Straddle
Like Straddle, Strangle also pays on volatility. In strangle, the investor holds a position in both call and put with different strike price but with the same maturity and underlying. This is generally less expensive than straddle as it involves out-of-the-money call and put option.
Long Strangle
Long Strangle – Limited Risk and Unlimited profit potential.
Buy 1 OTM call
Buy 1 OTM put
Suppose a stock is trading at $50. An options trader buys a put at a strike price of $45 for $100 and simultaneously buys a call at a strike price of $55 for $100, assuming a lot size of 100. The net debit taken to enter a trade is $200.
Case 1-
On expiration, if the stock is trading between $45 and $55, both options expire worthless and the options trader suffers a maximum loss which is equal to the initial debit of $200 taken to enter the trade.
Case 2-
If the stock goes up and is trading at $60 on expiration, then put will expire worthless but the call expires in the money and has an intrinsic value of $500. The final profit is equal to $300 ($500-$200).
Case 3-
If the stock price drops below $40 on expiration, a call will expire worthless but put is in the money and has the intrinsic value of $500. The final profit is equal to the $300 ($500-$200).
Short Strangle
Short Strangle – Limited Profit and Unlimited Risk Strategy.
Sell 1 OTM call
Sell 1 OTM put
Suppose a stock is trading at $50. An options trader sells a put at a strike price of $45 for a price of $100 and simultaneously sells a call at $55 for $100, assuming a lot size of 100. The net credit to enter the trade is $200.
Case 1-
On expiration, if XYZ is trading between $45 and $55, both options expire worthless and the options trader gets to keep the entire initial credit $200 which is also his maximum profit.
Case 2-
If XYZ stock rallies and is trading at $60 at expiration, the put will expire worthless but the call is in the money and has an intrinsic value of $500. Subtracting the initial credit of $200, the trader’s net loss stands at $300. If the price moves significantly above $55 the loss can be unlimited.

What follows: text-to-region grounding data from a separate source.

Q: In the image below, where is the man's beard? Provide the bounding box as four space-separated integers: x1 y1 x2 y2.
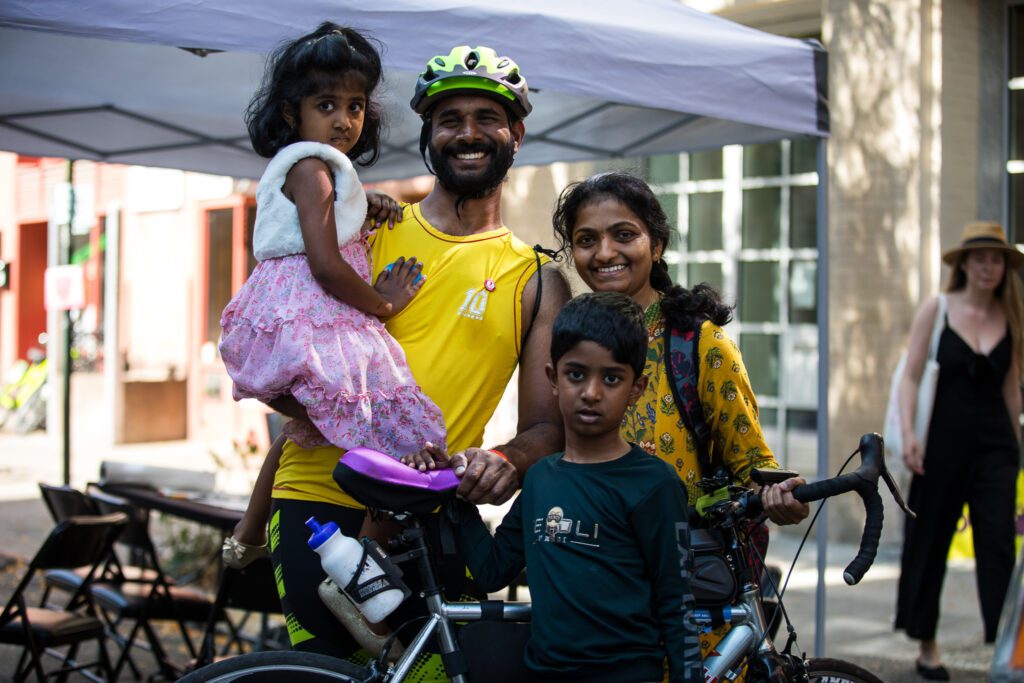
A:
429 137 516 199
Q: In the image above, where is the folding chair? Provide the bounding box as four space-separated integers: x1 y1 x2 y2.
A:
36 485 101 608
86 489 216 680
38 484 167 596
190 555 284 670
0 512 127 683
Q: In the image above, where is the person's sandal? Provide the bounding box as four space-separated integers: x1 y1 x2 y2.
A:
915 659 950 681
222 536 270 569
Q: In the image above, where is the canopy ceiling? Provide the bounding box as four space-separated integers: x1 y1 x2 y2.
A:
0 0 828 181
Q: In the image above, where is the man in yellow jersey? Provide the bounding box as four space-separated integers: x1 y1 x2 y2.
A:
262 46 570 671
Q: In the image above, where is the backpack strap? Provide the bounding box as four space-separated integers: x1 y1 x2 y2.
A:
665 319 713 472
520 245 558 352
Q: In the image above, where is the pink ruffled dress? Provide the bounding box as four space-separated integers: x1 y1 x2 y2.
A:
219 141 446 457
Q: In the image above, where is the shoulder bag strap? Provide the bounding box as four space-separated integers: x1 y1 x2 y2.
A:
666 319 712 472
927 294 947 361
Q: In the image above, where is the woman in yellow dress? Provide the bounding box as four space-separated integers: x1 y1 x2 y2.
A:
552 170 810 672
553 171 809 520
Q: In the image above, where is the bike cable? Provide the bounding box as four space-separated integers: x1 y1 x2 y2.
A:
752 446 861 651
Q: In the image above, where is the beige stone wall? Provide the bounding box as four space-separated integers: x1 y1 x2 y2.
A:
940 0 980 247
823 0 934 540
824 0 993 541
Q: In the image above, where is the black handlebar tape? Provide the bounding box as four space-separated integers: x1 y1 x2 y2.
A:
841 487 883 585
790 471 867 504
789 473 882 585
745 433 887 584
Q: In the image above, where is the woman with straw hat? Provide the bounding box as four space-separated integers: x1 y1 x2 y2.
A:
894 221 1024 679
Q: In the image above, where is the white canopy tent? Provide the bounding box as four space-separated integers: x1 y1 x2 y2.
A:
0 0 835 655
0 0 827 180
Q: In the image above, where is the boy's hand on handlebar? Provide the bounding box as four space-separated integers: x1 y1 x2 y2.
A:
401 441 447 472
762 477 810 525
902 433 925 475
449 448 518 505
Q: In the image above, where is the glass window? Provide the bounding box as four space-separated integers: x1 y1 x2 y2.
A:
791 138 818 174
789 261 817 324
742 188 781 249
739 261 780 322
1012 174 1024 244
785 409 818 474
656 192 679 232
647 154 680 183
743 143 782 177
688 192 723 250
790 186 818 248
689 149 723 180
206 208 234 345
1012 6 1024 80
739 332 779 396
1012 91 1024 162
687 262 723 291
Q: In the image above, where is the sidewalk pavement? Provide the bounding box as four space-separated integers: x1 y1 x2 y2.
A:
0 429 999 681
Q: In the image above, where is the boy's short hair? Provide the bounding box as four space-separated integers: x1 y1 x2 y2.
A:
551 292 648 376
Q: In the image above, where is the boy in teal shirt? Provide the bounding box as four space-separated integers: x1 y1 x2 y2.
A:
454 292 701 682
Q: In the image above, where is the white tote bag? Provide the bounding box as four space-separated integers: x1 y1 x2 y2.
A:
884 294 947 464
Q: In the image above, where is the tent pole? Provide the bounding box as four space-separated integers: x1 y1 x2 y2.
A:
62 160 74 486
814 138 829 657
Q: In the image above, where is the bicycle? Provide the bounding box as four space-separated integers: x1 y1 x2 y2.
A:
179 432 912 683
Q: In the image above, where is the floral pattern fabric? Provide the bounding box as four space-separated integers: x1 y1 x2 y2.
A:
219 226 447 458
621 300 777 505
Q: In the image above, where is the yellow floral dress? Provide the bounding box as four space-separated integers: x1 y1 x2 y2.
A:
622 299 777 502
622 299 778 678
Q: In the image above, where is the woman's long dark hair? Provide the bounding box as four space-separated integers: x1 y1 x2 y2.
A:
245 22 384 165
552 171 732 332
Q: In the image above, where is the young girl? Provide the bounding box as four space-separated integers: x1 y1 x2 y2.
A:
219 23 446 568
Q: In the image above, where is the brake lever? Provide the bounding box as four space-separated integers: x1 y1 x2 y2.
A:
879 467 916 519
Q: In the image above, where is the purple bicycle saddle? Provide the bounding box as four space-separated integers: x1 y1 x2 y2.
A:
333 447 459 514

Pros and Cons of a Strangle
Pros
Offers profit potential on upward or downward price movements
Less expensive compared to other trading strategies such as straddle
Offers unlimited profit potential in both directions
Cons
Only profitable following a massive change in the underlying asset’s strike price
Comes with more risks compared to other strategies, as out of the money options are used.